EC50 is central to characterizing and comparing peptide agonists:

Growth Hormone Secretagogues — The EC50 values of different GH-releasing peptides (Ipamorelin, GHRP-6, GHRP-2) at the growth hormone secretagogue receptor define their relative potencies. A lower EC50 indicates that less peptide is needed to achieve half-maximal GH release, informing dosing considerations.

GLP-1 Receptor Agonists — Peptide analogs of GLP-1 are compared by their EC50 values at the GLP-1 receptor. Semaglutide, for example, has a substantially lower EC50 than native GLP-1, reflecting enhanced potency achieved through structural modifications that improve receptor interaction.

Peptide Analog Optimization — During the development of synthetic peptide analogs, EC50 measurement at each stage of structural modification guides optimization. Substitutions that decrease EC50 (increase potency) are retained, while those that increase EC50 are reconsidered.

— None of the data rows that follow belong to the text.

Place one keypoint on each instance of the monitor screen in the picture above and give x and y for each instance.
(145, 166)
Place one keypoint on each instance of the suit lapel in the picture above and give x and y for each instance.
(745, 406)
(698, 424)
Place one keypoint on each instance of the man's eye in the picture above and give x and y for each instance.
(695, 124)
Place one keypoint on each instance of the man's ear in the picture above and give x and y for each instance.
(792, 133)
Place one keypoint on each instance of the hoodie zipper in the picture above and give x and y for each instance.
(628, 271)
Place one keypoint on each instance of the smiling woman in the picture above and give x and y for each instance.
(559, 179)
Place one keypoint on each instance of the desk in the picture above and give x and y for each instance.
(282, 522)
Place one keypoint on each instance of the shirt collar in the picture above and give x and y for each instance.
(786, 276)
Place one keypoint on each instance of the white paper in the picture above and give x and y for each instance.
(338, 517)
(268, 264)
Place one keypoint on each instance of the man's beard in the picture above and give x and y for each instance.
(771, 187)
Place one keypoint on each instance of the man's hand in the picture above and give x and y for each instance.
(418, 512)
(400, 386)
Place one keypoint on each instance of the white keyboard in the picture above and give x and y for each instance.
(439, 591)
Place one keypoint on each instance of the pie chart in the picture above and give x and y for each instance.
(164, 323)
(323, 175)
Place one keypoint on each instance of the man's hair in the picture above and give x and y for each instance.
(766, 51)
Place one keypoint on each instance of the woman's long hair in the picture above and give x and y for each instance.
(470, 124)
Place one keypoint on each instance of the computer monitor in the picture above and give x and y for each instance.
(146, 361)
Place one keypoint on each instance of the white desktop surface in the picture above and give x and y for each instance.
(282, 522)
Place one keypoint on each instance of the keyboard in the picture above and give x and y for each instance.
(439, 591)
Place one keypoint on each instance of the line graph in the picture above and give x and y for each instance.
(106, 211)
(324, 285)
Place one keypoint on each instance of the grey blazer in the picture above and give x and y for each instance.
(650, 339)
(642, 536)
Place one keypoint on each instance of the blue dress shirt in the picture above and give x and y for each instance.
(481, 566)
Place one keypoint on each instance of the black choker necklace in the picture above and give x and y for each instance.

Multi-Receptor Profiling — Measuring EC50 across multiple receptor subtypes reveals selectivity profiles. A peptide with an EC50 of 1 nM at its target receptor and 500 nM at a related receptor subtype has 500-fold functional selectivity.

Examples

Native GLP-1(7-36) has an EC50 at the GLP-1 receptor in the low nanomolar range but an extremely short half-life of approximately two minutes. Semaglutide, through fatty acid conjugation and strategic amino acid substitutions, maintains a comparable or lower EC50 while extending the half-life to approximately one week — illustrating how peptide engineering can preserve potency while improving pharmacokinetic properties.

In melanocortin receptor pharmacology, alpha-MSH and its synthetic analogs are characterized by their EC50 values at MC1R through MC5R subtypes, with different analogs showing distinct selectivity patterns across the receptor family.

Related Terms

EC50 is the activating counterpart to IC50, which measures inhibitory potency. Both are measures of potency, which is distinct from efficacy (the maximum achievable response). EC50 is related to affinity but influenced by receptor reserve and signal amplification. EC50 values characterize receptor agonist dose-response relationships and inform therapeutic index calculations.